Copies exécutoires RÉPUBLIQUE FRANÇAISE
délivrées aux parties le : AU NOM DU PEUPLE FRANÇAIS
COUR D'APPEL DE PARIS
Pôle 4 - Chambre 9 - A
ARRÊT DU 21 DÉCEMBRE 2023
(n° , 5 pages)
Numéro d'inscription au répertoire général : N° RG 22/01198 - N° Portalis 35L7-V-B7G-CFBQH
Décision déférée à la Cour : Jugement du 15 novembre 2021 - Juge des contentieux de la protection de BOBIGNY - RG n° 11-21-000811
APPELANTE
La société BOURSORAMA, société anonyme agissant poursuites et diligences de son représentant légal domicilié en cette qualité audit siège
N° SIRET : 351 058 151 00744
[Adresse 2]
[Localité 4]
représentée par Me Nicole DELAY PEUCH, avocat au barreau de PARIS, toque : A0377
ayant pour avocat plaidant Me Guillmaule METZ, avocat au barreau de VERAILLES
INTIMÉE
Madame [W] [E] [T]
née le [Date naissance 1] 1991 à [Localité 6] (CONGO)
[Adresse 3]
[Localité 5]
DÉFAILLANTE
COMPOSITION DE LA COUR :
En application des dispositions des
articles 805 et 907 du code de procédure civile🏛🏛, l'affaire a été débattue le 24 octobre 2023, en audience publique, les avocats ne s'y étant pas opposés, devant Mme Muriel DURAND, Présidente de chambre, chargée du rapport.

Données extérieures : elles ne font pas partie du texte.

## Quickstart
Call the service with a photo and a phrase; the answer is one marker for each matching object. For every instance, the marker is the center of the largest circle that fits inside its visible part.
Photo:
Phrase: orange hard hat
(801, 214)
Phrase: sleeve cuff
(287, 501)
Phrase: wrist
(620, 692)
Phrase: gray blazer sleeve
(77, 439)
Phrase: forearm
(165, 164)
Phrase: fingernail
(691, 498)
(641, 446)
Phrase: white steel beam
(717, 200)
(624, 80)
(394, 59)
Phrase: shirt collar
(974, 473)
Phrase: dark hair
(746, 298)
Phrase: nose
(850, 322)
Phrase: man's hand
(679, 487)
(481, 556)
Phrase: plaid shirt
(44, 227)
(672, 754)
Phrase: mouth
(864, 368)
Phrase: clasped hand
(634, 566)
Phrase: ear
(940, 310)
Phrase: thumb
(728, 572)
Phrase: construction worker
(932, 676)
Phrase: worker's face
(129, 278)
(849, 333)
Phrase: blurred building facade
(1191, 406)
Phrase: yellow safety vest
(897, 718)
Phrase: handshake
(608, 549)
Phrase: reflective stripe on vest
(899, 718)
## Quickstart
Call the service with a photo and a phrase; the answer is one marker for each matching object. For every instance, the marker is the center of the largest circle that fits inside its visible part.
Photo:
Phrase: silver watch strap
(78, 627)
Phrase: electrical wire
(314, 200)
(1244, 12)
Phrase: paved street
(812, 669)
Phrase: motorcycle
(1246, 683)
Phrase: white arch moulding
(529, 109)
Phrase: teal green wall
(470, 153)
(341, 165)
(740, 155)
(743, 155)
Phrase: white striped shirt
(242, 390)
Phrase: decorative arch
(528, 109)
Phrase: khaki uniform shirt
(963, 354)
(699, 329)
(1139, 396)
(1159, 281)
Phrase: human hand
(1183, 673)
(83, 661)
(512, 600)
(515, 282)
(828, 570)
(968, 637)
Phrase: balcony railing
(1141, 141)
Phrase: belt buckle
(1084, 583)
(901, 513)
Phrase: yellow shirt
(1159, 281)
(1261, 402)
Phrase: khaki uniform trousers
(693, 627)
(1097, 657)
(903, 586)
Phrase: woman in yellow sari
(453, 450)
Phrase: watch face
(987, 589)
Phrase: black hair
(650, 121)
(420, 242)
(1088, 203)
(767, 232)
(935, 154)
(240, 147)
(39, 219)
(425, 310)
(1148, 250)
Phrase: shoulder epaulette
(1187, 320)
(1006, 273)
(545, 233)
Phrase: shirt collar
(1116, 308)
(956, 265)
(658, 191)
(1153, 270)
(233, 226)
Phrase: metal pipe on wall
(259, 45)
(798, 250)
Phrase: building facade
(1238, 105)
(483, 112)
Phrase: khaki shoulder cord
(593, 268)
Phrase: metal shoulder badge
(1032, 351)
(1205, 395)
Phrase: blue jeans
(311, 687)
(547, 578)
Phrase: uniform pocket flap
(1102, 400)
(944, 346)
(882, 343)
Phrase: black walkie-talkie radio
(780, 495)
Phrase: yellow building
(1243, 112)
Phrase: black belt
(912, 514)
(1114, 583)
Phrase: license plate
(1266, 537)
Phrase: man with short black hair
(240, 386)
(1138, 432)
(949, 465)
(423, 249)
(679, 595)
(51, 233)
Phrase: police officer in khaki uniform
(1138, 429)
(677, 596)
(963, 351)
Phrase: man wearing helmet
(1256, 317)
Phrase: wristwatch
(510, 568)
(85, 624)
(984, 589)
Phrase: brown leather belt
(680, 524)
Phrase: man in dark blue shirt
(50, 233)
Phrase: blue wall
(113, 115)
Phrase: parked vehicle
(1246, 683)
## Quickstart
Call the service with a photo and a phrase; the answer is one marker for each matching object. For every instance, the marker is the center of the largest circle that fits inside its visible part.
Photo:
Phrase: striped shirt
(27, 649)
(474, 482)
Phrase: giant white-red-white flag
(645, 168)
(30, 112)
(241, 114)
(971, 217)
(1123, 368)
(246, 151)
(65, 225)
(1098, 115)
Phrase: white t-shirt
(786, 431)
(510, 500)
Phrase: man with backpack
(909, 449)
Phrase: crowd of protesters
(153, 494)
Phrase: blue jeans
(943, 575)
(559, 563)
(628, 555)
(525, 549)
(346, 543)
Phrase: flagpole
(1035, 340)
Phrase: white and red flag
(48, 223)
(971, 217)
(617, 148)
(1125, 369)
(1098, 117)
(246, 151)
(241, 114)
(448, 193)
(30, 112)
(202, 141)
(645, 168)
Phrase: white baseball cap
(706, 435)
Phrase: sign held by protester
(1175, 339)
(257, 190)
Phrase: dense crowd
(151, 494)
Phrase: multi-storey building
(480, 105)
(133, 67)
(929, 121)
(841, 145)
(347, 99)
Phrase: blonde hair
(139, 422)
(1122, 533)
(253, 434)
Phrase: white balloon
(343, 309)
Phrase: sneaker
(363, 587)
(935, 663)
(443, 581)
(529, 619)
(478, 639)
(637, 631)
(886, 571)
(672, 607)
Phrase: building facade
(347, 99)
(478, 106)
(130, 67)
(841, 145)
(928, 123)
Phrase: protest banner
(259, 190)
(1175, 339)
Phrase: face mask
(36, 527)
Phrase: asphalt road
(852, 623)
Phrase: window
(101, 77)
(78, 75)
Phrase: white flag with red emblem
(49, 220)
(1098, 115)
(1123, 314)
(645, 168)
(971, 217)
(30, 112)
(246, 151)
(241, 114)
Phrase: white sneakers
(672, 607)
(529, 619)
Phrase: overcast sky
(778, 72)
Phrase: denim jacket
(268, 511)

Ce magistrat a rendu compte des plaidoiries dans le délibéré de la Cour, composée de :
Mme Muriel DURAND, Présidente de chambre
Mme Laurence ARBELLOT, Conseillère
Mme Sophie COULIBEUF, Conseillère
Greffière, lors des débats : Mme Camille LEPAGE
ARRÊT :
- MIXTE
- par mise à disposition de l'arrêt au greffe de la Cour, les parties en ayant été préalablement avisées dans les conditions prévues au deuxième alinéa de l'
article 450 du code de procédure civile🏛.
- signé par Mme Muriel DURAND, Présidente et par Mme Camille LEPAGE, Greffière à laquelle la minute de la décision a été remise par le magistrat signataire.
FAITS, PROCÉDURE ET PRÉTENTIONS DES PARTIES
La société Boursorama a émis une offre de crédit personnel n° 60336417 d'un montant en capital de 17 500 euros remboursable en 60 mensualités de 311,85 euros hors assurance incluant les intérêts au taux nominal de 2,665 %, le TAEG s'élevant à 2,70 %, soit une mensualité avec assurance de 316,28 euros, dont elle affirme qu'elle a été acceptée par Mme [W] [E] [T] selon signature électronique du 10 novembre 2018.
Plusieurs échéances n'ayant pas été honorées, la société Boursorama a entendu se prévaloir de la déchéance du terme.
Par acte du 15 avril 2021, la société Boursorama a fait assigner Mme [E] [T] devant le juge des contentieux de la protection du tribunal de proximité de Bobigny en paiement du solde du prêt lequel, par jugement réputé contradictoire du 15 novembre 2021, a rejeté toutes les demandes de la société Boursorama et a mis les dépens à sa charge.
Le premier juge a considéré en présence d'un contrat signé par voie électronique qu'en l'absence de certificat électronique, la fiabilité du procédé de recueil de la signature n'était pas démontrée et que l'
article 1367 du code civil🏛 ne pouvait recevoir application.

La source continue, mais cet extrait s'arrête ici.